Thx for the hints @absurdfarce 🦅 👁️ . Indeed, the fast refactoring outputted the tiny bug. Thx for checking. Double checked the tests locally ✅ . 🤞 for another CI run. Will check it in my CEST morning.

jahstreet avatar Jun 11 '25 22:06 jahstreet

There is some difference between my local env and CI, specifically in the way the DNS is resolved:

Expecting message to be:
  "Configured subnets are overlapping: SubnetAddress[subnet=[100, 64, 0, 0], address=cassandra.datacenter1.com:19042], SubnetAddress[subnet=[100, 65, 0, 0], address=cassandra.datacenter2.com:19042]"
but was:
  "Configured subnets are overlapping: SubnetAddress[subnet=[100, 64, 0, 0], address=cassandra.datacenter1.com/<unresolved>:19042], SubnetAddress[subnet=[100, 65, 0, 0], address=cassandra.datacenter2.com/<unresolved>:19042]"

I will give a thought today on how to approach it.

jahstreet avatar Jun 12 '25 06:06 jahstreet

Looks good now, but fires some test failures that don't seem related to my changes 🤔 . @absurdfarce are you in the context of these failing tests?

jahstreet avatar Jun 12 '25 10:06 jahstreet

Okay, with your latest round of fixes I do get a good run against DataStax CI @jahstreet. There are indeed some test failures but they're all known problematic cases, mostly CASSJAVA-95. Given these results I'm comfortable changing my review to an approval.

@tolbertam and/or @aratno ... I know one or both of you were planning on taking another look at this PR once we got it to a stable state.
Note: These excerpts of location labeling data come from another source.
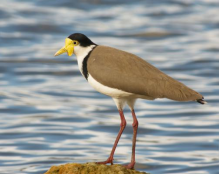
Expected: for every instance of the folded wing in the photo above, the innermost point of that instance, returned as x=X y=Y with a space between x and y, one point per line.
x=121 y=70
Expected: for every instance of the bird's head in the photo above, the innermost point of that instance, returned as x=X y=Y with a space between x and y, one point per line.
x=74 y=41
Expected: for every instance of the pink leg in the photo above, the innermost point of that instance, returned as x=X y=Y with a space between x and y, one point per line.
x=135 y=128
x=123 y=125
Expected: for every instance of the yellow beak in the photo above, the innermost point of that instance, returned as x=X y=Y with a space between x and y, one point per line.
x=69 y=48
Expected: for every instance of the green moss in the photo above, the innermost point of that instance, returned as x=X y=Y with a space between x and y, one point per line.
x=91 y=168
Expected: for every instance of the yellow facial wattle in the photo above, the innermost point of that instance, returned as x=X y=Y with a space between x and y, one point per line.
x=69 y=48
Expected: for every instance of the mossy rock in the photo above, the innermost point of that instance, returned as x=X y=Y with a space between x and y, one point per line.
x=91 y=168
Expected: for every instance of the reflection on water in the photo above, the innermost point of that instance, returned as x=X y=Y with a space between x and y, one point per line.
x=50 y=115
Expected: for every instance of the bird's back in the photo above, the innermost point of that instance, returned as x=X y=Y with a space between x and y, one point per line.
x=122 y=70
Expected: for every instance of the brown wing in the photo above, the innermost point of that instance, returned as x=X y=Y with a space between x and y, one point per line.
x=121 y=70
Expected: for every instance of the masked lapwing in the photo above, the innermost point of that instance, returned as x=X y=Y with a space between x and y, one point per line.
x=124 y=77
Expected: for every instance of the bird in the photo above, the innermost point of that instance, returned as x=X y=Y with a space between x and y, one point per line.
x=125 y=77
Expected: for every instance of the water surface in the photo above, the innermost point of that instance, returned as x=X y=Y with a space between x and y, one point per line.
x=49 y=115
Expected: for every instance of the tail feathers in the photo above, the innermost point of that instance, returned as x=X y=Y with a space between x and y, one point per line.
x=202 y=101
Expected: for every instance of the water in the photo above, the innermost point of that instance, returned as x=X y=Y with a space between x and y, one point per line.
x=49 y=115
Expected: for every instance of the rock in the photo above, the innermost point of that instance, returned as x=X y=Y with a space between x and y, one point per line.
x=91 y=168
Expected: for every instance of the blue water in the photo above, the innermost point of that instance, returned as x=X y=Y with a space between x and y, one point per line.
x=49 y=115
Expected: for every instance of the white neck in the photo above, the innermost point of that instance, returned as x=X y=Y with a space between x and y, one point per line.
x=81 y=53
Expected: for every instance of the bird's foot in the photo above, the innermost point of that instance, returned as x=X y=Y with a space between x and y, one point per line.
x=109 y=160
x=130 y=165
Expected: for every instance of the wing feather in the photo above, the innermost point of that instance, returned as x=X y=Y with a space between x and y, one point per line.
x=122 y=70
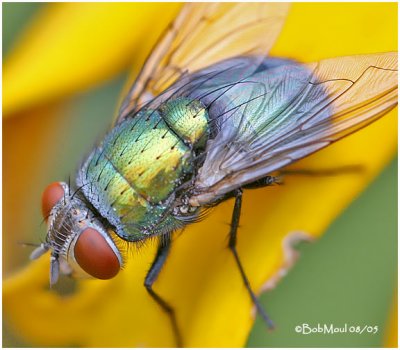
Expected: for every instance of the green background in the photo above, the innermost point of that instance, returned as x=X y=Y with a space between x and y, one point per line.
x=348 y=276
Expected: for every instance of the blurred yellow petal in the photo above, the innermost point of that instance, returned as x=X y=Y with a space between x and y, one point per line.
x=201 y=280
x=391 y=339
x=71 y=46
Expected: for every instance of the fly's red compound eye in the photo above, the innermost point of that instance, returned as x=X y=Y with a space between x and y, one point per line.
x=51 y=195
x=95 y=256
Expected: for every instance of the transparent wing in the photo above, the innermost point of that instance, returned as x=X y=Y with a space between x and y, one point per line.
x=266 y=116
x=201 y=35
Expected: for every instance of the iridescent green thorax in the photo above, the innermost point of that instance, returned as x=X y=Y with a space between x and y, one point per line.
x=132 y=177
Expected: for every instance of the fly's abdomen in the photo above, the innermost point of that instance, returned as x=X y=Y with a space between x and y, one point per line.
x=131 y=176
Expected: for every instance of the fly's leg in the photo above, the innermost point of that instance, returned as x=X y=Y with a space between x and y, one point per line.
x=232 y=246
x=151 y=277
x=346 y=169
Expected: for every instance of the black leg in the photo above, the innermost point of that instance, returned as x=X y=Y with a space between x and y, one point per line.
x=151 y=277
x=232 y=246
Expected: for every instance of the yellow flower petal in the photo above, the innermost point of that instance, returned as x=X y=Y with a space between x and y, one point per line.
x=71 y=46
x=391 y=339
x=201 y=280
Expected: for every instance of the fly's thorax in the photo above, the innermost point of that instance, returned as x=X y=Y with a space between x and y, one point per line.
x=80 y=244
x=133 y=177
x=188 y=118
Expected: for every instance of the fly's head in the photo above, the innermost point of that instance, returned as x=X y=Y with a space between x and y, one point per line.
x=79 y=243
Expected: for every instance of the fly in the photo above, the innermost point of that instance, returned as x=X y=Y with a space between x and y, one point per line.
x=209 y=115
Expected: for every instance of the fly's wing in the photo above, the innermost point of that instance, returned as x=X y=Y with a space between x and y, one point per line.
x=201 y=35
x=267 y=116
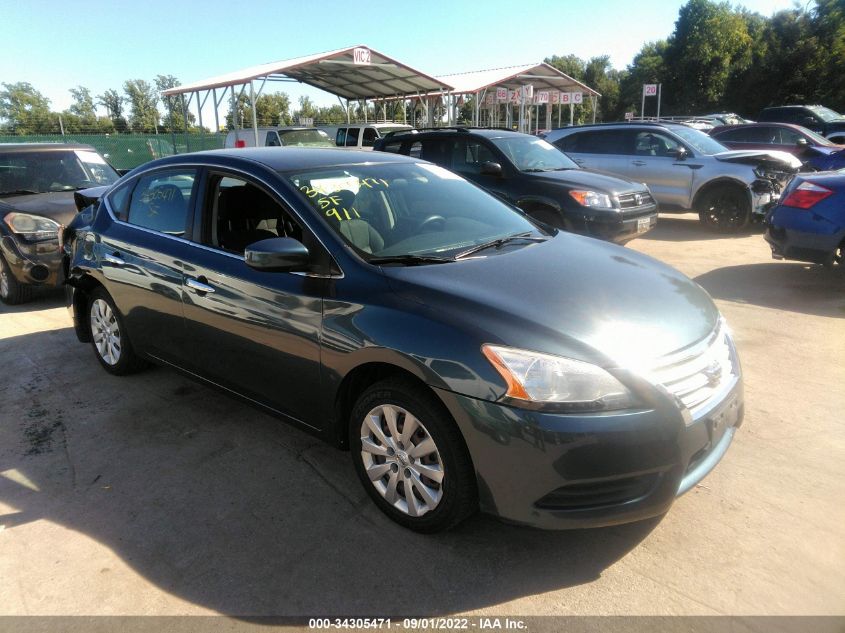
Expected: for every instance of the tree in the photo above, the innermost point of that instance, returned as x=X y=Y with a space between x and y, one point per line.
x=26 y=110
x=175 y=105
x=143 y=101
x=709 y=42
x=113 y=102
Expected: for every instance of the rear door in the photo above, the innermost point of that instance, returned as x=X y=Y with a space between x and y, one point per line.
x=256 y=333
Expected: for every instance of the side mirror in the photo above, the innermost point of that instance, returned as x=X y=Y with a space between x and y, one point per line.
x=489 y=168
x=277 y=254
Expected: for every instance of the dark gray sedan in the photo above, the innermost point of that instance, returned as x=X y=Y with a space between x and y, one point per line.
x=466 y=356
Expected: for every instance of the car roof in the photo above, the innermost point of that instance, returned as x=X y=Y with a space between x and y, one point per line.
x=43 y=147
x=485 y=132
x=287 y=158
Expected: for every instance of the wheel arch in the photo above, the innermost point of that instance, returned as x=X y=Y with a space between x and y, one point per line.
x=711 y=185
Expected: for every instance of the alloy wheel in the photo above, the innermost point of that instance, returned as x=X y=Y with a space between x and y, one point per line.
x=105 y=332
x=401 y=460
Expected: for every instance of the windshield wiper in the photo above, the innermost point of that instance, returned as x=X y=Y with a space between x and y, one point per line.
x=18 y=192
x=409 y=260
x=499 y=242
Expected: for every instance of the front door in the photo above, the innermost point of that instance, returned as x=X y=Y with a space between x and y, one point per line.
x=254 y=332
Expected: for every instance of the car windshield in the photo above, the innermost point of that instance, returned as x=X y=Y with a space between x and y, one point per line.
x=43 y=171
x=826 y=114
x=700 y=141
x=533 y=154
x=408 y=211
x=305 y=138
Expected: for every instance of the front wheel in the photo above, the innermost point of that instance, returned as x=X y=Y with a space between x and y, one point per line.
x=411 y=458
x=108 y=336
x=725 y=209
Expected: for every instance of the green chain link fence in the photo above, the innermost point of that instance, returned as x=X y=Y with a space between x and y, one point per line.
x=126 y=151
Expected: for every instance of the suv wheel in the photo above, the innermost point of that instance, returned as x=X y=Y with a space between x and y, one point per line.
x=12 y=292
x=725 y=208
x=411 y=458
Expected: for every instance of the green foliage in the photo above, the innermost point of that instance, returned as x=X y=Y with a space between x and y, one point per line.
x=25 y=110
x=143 y=105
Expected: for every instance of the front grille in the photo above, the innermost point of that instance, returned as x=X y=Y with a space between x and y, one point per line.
x=595 y=494
x=697 y=375
x=631 y=201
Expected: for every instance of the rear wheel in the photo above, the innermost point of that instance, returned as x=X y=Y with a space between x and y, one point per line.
x=725 y=209
x=411 y=458
x=108 y=336
x=12 y=292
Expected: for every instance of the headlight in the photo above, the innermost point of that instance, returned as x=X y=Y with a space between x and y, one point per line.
x=554 y=380
x=32 y=227
x=592 y=199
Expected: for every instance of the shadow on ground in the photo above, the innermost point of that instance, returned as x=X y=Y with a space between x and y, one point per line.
x=234 y=511
x=805 y=288
x=43 y=300
x=687 y=228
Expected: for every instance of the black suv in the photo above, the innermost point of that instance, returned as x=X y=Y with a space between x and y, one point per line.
x=37 y=185
x=816 y=118
x=536 y=177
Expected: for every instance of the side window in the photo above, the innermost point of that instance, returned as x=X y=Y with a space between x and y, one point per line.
x=370 y=137
x=352 y=137
x=654 y=144
x=394 y=147
x=161 y=201
x=119 y=201
x=438 y=151
x=467 y=156
x=241 y=213
x=788 y=136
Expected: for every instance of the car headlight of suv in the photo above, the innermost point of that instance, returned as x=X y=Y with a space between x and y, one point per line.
x=591 y=199
x=556 y=382
x=33 y=228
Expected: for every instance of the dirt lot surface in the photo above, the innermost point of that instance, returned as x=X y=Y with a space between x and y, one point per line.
x=154 y=495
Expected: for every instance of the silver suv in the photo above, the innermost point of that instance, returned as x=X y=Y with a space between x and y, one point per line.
x=684 y=168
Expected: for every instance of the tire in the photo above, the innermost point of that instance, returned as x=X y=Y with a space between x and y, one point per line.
x=12 y=292
x=725 y=209
x=109 y=337
x=835 y=259
x=432 y=461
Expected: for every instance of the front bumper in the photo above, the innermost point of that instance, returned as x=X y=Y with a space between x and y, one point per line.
x=556 y=471
x=616 y=227
x=30 y=266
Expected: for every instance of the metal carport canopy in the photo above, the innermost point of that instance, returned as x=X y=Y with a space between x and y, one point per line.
x=357 y=72
x=542 y=76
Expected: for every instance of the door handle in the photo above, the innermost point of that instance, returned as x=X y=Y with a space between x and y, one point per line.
x=114 y=259
x=198 y=285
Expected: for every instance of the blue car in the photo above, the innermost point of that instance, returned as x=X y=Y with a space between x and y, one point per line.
x=808 y=223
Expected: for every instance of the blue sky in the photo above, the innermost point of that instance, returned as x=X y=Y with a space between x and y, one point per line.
x=56 y=45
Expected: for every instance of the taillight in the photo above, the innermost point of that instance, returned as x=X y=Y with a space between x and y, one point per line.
x=806 y=195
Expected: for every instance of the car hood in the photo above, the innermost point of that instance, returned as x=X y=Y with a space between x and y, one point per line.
x=772 y=158
x=56 y=205
x=589 y=179
x=571 y=295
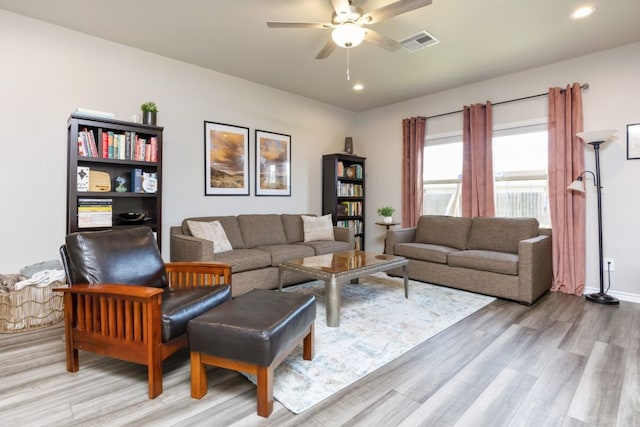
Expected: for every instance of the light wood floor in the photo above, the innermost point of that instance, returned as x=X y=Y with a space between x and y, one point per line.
x=562 y=362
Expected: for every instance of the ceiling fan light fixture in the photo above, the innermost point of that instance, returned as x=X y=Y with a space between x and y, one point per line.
x=348 y=34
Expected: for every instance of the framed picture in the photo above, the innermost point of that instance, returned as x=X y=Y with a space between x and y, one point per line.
x=273 y=164
x=226 y=160
x=633 y=141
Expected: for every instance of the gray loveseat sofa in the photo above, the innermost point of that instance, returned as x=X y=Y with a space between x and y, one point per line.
x=504 y=257
x=259 y=244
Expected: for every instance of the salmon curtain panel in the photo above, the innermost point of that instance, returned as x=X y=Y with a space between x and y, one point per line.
x=413 y=130
x=568 y=208
x=477 y=161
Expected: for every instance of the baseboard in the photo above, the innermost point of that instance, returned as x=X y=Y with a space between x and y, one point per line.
x=622 y=296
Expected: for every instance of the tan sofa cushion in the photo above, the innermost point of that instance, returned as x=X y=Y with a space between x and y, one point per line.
x=423 y=252
x=500 y=234
x=282 y=253
x=229 y=223
x=496 y=262
x=293 y=228
x=443 y=230
x=245 y=259
x=317 y=228
x=262 y=230
x=212 y=231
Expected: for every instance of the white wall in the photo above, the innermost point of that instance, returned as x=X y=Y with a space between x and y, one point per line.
x=47 y=72
x=612 y=101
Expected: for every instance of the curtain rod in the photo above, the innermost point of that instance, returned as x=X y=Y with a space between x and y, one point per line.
x=582 y=86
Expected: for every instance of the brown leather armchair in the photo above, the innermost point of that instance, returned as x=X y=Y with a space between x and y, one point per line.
x=124 y=302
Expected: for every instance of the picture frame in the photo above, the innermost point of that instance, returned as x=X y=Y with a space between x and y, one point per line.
x=273 y=163
x=633 y=141
x=226 y=159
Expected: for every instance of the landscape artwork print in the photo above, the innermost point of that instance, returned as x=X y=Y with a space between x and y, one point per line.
x=273 y=164
x=226 y=159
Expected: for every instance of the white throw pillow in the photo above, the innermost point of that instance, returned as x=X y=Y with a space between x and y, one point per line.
x=317 y=228
x=211 y=231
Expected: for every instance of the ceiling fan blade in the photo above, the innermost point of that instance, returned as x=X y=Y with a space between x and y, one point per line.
x=382 y=41
x=393 y=9
x=341 y=6
x=298 y=25
x=326 y=50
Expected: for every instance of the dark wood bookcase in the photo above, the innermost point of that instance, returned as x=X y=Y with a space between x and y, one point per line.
x=343 y=190
x=149 y=203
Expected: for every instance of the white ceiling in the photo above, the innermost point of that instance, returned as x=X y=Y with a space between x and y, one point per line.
x=478 y=40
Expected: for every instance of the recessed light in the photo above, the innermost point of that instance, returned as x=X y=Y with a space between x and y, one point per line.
x=582 y=12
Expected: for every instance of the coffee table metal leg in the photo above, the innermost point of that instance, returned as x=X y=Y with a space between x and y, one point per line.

I think we're there now so if I can get another :+1: from one (or both) of you I think we're good to go here.

absurdfarce avatar Jun 12 '25 19:06 absurdfarce

Thank you folks for guiding me 🙏 .

jahstreet avatar Jun 13 '25 16:06 jahstreet

Thanks @tolbertam . And a huge thank you to @jahstreet for your persistence on this one!

absurdfarce avatar Jun 13 '25 18:06 absurdfarce